I was also able to teach a nurse practitioner how to competently perform Goldmann Applanation Tonometry at 2 clinics. The practitioner had sat in 1 glaucoma clinic per week for the previous 2 years trying to learn this skill, with no success.
Being able to see what the student sees allows for critical, accurate, and helpful feedback (eg, that the Myers rings are too thick or need to get closer). Indeed, the alignment at the center of the cornea, the adjustment of the tonometer, etc. are only possible when you can see what the student sees and vice versa.
With the backlog resulting from the pandemic, we need to focus on how to teach basic clinical skills to junior doctors and allied health professionals in the most immersive and effective way possible. Slit lamp camera systems or digital slit lamps are an easy fruit to learn this skill, and we have proven this in a small pilot study.2
Having an optical system that allows you to capture acts while performing them democratizes digital ophthalmic imaging, not only with regard to the slit lamp but also in terms of surgical training, for which camera systems for operating microscopes are often prohibitively expensive.
Smartphone cameras are amazing: the quality of photos and videos that can be captured from a cell phone today is astounding. The latest devices can capture video up to 8K for breathtaking quality.

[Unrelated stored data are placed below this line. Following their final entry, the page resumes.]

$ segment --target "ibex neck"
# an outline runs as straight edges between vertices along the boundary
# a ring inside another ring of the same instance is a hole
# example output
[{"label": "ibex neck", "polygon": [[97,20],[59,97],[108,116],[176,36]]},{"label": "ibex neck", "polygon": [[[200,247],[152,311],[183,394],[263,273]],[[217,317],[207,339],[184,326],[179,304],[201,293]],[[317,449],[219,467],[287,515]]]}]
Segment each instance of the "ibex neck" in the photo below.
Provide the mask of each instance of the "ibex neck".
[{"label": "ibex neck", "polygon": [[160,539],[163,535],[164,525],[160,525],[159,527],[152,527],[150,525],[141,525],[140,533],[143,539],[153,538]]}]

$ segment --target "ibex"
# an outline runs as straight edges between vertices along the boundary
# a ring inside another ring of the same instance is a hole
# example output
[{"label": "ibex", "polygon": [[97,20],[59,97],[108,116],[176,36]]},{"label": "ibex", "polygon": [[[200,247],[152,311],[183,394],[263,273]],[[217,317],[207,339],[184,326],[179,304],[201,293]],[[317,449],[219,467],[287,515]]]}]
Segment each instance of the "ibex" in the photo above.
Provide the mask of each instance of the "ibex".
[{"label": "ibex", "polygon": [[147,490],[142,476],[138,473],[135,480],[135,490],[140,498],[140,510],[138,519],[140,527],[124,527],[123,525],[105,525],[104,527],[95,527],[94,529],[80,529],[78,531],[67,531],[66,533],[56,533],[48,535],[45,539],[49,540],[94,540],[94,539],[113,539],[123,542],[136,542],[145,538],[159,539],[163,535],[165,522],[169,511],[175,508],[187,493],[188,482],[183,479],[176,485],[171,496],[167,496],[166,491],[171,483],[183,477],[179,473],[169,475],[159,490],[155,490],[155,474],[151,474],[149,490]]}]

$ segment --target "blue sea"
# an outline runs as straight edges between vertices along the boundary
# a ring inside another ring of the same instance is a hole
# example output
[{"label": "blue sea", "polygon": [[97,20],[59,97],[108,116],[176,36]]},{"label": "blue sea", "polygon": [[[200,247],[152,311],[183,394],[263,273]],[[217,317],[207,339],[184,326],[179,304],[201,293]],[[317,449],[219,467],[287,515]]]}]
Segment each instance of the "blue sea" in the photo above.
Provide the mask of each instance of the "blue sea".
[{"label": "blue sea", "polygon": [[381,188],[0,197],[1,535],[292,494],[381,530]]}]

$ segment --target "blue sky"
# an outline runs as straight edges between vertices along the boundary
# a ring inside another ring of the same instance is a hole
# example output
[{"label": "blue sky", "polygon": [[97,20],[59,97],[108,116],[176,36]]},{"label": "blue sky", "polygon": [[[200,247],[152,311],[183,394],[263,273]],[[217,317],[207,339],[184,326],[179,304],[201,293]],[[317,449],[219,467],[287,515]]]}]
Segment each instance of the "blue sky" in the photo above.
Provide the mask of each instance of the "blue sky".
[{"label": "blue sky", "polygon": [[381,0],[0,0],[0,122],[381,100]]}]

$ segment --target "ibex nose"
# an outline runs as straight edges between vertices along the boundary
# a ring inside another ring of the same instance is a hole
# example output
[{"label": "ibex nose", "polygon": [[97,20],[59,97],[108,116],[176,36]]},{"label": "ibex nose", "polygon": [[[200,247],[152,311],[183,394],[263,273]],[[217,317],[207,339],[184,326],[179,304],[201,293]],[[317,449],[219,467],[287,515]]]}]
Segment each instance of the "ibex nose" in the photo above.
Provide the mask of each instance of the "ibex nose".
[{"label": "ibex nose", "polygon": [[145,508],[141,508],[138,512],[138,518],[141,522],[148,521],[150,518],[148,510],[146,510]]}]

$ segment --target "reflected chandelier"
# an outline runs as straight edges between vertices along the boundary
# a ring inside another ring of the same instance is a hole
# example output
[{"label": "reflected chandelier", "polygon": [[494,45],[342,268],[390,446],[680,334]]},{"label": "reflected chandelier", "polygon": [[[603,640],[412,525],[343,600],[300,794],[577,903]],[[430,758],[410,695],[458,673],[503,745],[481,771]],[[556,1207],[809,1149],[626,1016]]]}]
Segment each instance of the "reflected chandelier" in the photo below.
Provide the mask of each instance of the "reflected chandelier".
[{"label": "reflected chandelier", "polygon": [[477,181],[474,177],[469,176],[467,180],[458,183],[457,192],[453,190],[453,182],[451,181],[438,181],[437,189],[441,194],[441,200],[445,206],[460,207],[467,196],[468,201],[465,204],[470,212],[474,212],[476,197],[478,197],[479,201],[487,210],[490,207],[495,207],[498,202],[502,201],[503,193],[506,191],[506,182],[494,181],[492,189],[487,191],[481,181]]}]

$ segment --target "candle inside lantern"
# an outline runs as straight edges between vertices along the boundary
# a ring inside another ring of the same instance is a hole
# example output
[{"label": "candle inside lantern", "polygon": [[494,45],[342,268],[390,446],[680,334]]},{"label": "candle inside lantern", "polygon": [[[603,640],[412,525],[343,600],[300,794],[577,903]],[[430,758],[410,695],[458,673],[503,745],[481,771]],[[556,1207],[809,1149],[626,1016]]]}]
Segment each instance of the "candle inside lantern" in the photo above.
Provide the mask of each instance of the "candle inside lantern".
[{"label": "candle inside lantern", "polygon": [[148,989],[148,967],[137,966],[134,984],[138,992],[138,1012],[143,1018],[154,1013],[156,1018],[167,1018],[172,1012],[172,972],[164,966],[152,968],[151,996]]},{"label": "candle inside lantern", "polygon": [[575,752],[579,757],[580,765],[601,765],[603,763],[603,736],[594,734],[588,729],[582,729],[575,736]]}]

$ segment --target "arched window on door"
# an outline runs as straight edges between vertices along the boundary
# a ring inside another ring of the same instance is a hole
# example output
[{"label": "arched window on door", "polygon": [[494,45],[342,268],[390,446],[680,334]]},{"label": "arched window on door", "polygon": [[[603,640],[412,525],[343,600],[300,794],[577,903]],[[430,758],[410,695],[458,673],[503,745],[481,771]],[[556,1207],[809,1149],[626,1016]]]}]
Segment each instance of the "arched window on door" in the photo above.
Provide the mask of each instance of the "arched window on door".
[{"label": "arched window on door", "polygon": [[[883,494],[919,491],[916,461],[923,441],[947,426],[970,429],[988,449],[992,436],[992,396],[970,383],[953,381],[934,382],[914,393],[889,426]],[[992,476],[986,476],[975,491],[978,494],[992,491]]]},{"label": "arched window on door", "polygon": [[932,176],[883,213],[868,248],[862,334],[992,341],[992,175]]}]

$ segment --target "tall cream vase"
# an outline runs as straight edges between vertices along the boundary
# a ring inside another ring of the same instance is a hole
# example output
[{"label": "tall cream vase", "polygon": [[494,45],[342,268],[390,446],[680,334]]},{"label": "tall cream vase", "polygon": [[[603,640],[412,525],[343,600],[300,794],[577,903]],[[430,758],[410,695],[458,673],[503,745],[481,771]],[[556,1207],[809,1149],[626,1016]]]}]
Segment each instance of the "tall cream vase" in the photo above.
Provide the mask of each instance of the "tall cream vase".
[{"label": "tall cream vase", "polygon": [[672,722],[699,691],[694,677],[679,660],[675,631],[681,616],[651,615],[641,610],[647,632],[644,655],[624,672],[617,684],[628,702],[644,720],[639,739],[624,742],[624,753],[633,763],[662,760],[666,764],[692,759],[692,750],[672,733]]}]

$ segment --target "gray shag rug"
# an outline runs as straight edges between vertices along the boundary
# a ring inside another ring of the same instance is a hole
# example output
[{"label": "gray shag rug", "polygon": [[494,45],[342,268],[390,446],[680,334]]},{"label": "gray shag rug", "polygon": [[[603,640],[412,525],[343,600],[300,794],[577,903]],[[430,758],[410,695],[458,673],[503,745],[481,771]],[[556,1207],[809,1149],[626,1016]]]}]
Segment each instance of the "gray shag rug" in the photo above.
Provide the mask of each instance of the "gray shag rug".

In addition, with the applications provided with many ophthalmic devices, it is now possible to optimize the captured videos or photos and export or share them in various formats, including a compressed version with a small file size, which allows rapid distribution on social networks. This eliminates the need to purchase an additional camera system, and having the videos on one’s own device means they can be shared with colleagues (with patients’ permission, of course) when advice is sought. or viewed at home to hone surgical skills.
The ability to conduct remote video consultations with a slit lamp was something we found particularly beneficial during the height of the pandemic. I hope ophthalmologists will increasingly realize the importance of digital imaging in clinical ophthalmology. Maybe in the future we’ll laugh at how we used to diagram on paper notes with colored pencils while watching slit lamp videos on 8K TVs.